T. V. S. Sekhar,¹ R. Sivakumar,² and T. V. R. Ravi Kumar³

Copyright © 2005 T. V. S. Sekhar et al. This is an open access article distributed under the Creative Commons Attribution License, which permits unrestricted use, distribution, and reproduction in any medium, provided the original work is properly cited.

Abstract

Steady incompressible flow around a circular cylinder in an external magnetic field that is aligned with fluid flow direction is studied for Re (Reynolds number) up to 40 and the interaction parameter in the range 0≤N≤15 (or 0≤M≤30), where M is the Hartmann number related to N by the relation M=2NRe, using finite difference method. The pressure-Poisson equation is solved to find pressure fields in the flow region. The multigrid method with defect correction technique is used to achieve the second-order accurate solution of complete nonlinear Navier-Stokes equations.

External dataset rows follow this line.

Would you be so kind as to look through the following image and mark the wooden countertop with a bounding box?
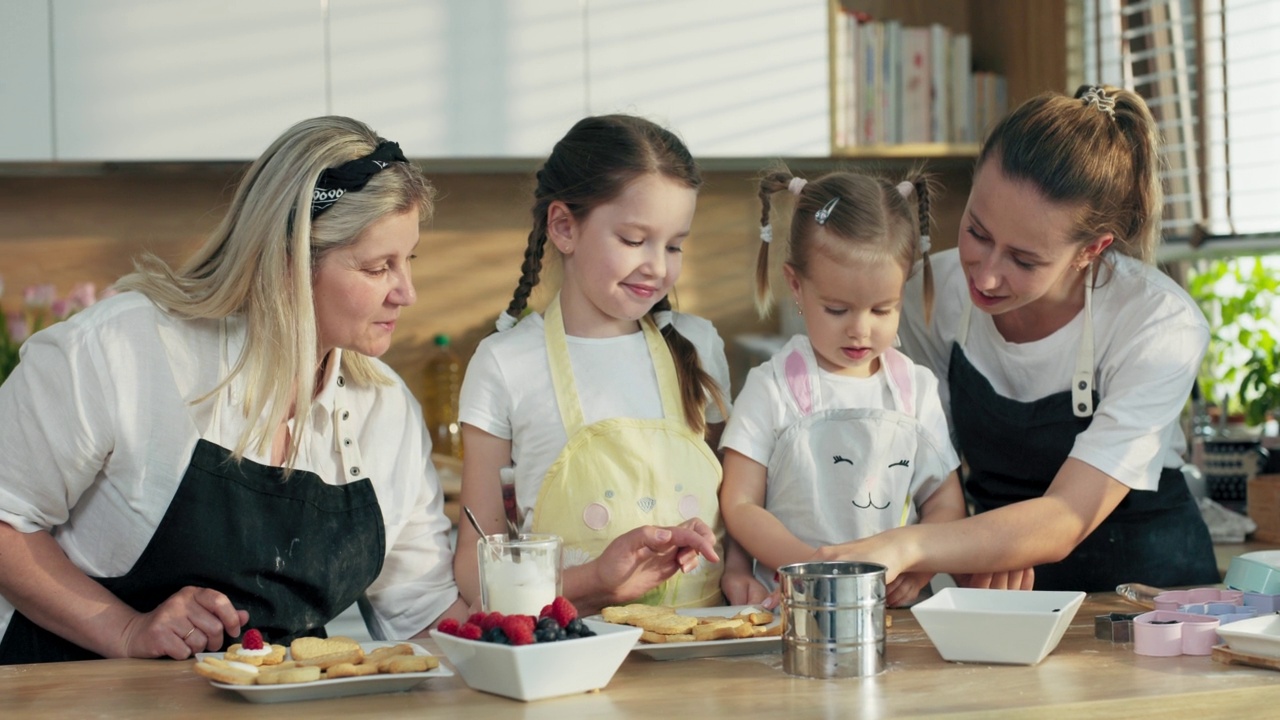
[0,593,1280,720]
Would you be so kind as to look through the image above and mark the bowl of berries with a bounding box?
[431,597,641,701]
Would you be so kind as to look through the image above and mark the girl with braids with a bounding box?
[721,172,965,605]
[453,115,765,611]
[833,86,1221,592]
[0,117,466,664]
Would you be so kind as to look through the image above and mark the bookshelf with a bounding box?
[827,0,1069,160]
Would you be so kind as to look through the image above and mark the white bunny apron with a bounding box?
[755,336,929,588]
[532,297,724,607]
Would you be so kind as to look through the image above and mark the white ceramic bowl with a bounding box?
[1217,615,1280,657]
[431,620,643,701]
[911,588,1084,665]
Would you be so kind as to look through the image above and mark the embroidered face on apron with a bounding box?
[756,337,924,587]
[532,297,724,607]
[0,325,387,664]
[947,275,1221,592]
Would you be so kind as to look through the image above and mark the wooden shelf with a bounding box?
[832,142,982,158]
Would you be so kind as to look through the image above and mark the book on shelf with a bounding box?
[832,6,1007,147]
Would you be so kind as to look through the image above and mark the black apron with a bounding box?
[0,425,387,665]
[947,292,1222,592]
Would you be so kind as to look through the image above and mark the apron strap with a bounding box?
[956,278,1093,418]
[543,293,684,437]
[1071,278,1093,418]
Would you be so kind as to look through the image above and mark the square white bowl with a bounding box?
[431,620,643,701]
[911,588,1084,665]
[1217,607,1280,657]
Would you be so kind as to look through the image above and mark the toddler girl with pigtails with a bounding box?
[721,172,965,605]
[454,115,767,614]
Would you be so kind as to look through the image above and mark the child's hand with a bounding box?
[721,568,778,610]
[884,573,933,607]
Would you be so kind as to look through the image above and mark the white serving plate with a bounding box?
[591,605,782,660]
[911,588,1084,665]
[196,642,453,702]
[431,619,640,702]
[1217,614,1280,657]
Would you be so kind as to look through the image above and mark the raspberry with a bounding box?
[241,629,262,650]
[538,596,577,628]
[458,620,484,641]
[502,615,534,644]
[480,612,502,632]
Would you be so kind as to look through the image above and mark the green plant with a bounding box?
[1187,258,1280,425]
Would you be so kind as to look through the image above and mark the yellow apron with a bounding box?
[532,297,724,607]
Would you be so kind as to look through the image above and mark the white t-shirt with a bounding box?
[458,313,728,525]
[0,292,457,638]
[899,250,1208,489]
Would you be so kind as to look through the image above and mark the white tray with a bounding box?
[196,642,453,702]
[591,605,782,660]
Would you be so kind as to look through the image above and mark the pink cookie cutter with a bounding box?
[1152,588,1244,610]
[1133,610,1219,657]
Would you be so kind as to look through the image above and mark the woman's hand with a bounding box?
[955,568,1036,591]
[120,585,248,660]
[884,573,933,607]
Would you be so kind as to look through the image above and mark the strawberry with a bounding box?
[458,620,484,641]
[480,612,502,630]
[538,596,577,628]
[241,628,262,650]
[502,615,534,644]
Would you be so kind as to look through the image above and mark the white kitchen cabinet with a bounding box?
[51,0,325,161]
[329,0,588,158]
[586,0,831,158]
[0,0,54,161]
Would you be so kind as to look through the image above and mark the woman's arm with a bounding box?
[0,523,248,660]
[721,448,814,568]
[817,457,1129,582]
[453,423,511,607]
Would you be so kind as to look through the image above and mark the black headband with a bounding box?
[311,138,408,220]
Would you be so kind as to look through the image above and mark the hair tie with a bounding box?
[813,195,840,225]
[494,310,518,333]
[1080,85,1116,120]
[311,138,408,220]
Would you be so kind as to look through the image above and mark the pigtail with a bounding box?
[755,170,794,318]
[498,196,549,332]
[649,296,728,434]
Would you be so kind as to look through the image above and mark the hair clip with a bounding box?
[813,196,840,225]
[1080,85,1116,120]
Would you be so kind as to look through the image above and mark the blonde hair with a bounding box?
[978,85,1164,263]
[755,169,933,322]
[116,117,435,469]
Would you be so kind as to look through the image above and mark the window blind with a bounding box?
[1073,0,1280,242]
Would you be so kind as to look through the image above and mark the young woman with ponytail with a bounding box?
[832,86,1221,592]
[454,115,765,611]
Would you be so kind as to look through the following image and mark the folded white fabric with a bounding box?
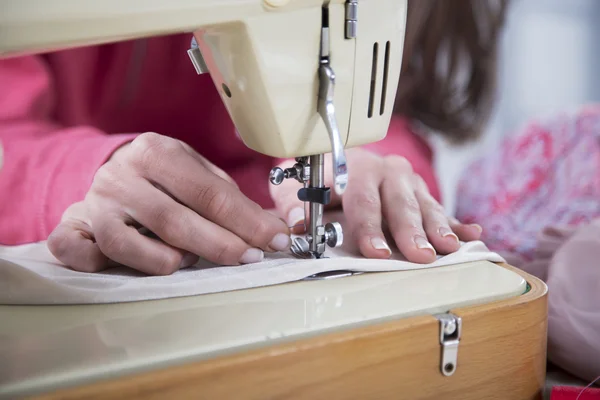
[0,231,504,305]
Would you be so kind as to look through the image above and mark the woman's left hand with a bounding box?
[270,148,481,263]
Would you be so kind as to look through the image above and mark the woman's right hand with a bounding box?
[48,133,290,275]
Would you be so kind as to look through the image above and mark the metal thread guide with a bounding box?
[269,5,348,258]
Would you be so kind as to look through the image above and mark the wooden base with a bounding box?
[38,264,547,400]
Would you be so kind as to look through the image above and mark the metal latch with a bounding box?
[188,38,209,75]
[346,0,358,39]
[434,313,462,376]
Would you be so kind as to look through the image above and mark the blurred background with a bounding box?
[434,0,600,213]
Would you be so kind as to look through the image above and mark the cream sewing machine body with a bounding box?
[0,0,406,258]
[0,0,546,400]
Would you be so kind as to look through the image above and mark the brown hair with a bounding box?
[395,0,509,142]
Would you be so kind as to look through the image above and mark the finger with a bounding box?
[93,215,197,275]
[181,142,239,188]
[448,217,483,242]
[122,181,264,265]
[381,159,436,263]
[132,135,290,251]
[414,175,460,254]
[47,219,109,272]
[342,168,392,259]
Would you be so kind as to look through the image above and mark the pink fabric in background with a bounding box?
[0,35,439,245]
[457,105,600,380]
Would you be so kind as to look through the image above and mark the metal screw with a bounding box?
[444,320,456,335]
[269,167,285,185]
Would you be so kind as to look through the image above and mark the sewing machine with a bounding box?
[0,0,406,258]
[0,0,546,399]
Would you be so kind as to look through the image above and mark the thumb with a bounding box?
[269,157,340,234]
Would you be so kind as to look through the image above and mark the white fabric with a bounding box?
[0,233,504,304]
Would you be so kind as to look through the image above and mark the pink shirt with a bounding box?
[0,35,439,245]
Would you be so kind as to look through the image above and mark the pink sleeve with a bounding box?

It is found that the boundary layer separation at rear stagnation point for Re=10 is suppressed completely when N<1 and it started growing again when N≥9. For Re=20 and 40, the suppression is not complete and in addition to that the rear separation bubble started increasing when N≥3. The drag coefficient decreases for low values of N(<0.1) and then increases with increase of N. The pressure drag coefficient, total drag coefficient, and pressure at rear stagnation point vary with N. It is also found that the upstream and downstream pressures on the surface of the cylinder increase for low values of N(<0.1) and rear pressure inversion occurs with further increase of N. These results are in agreement with experimental findings.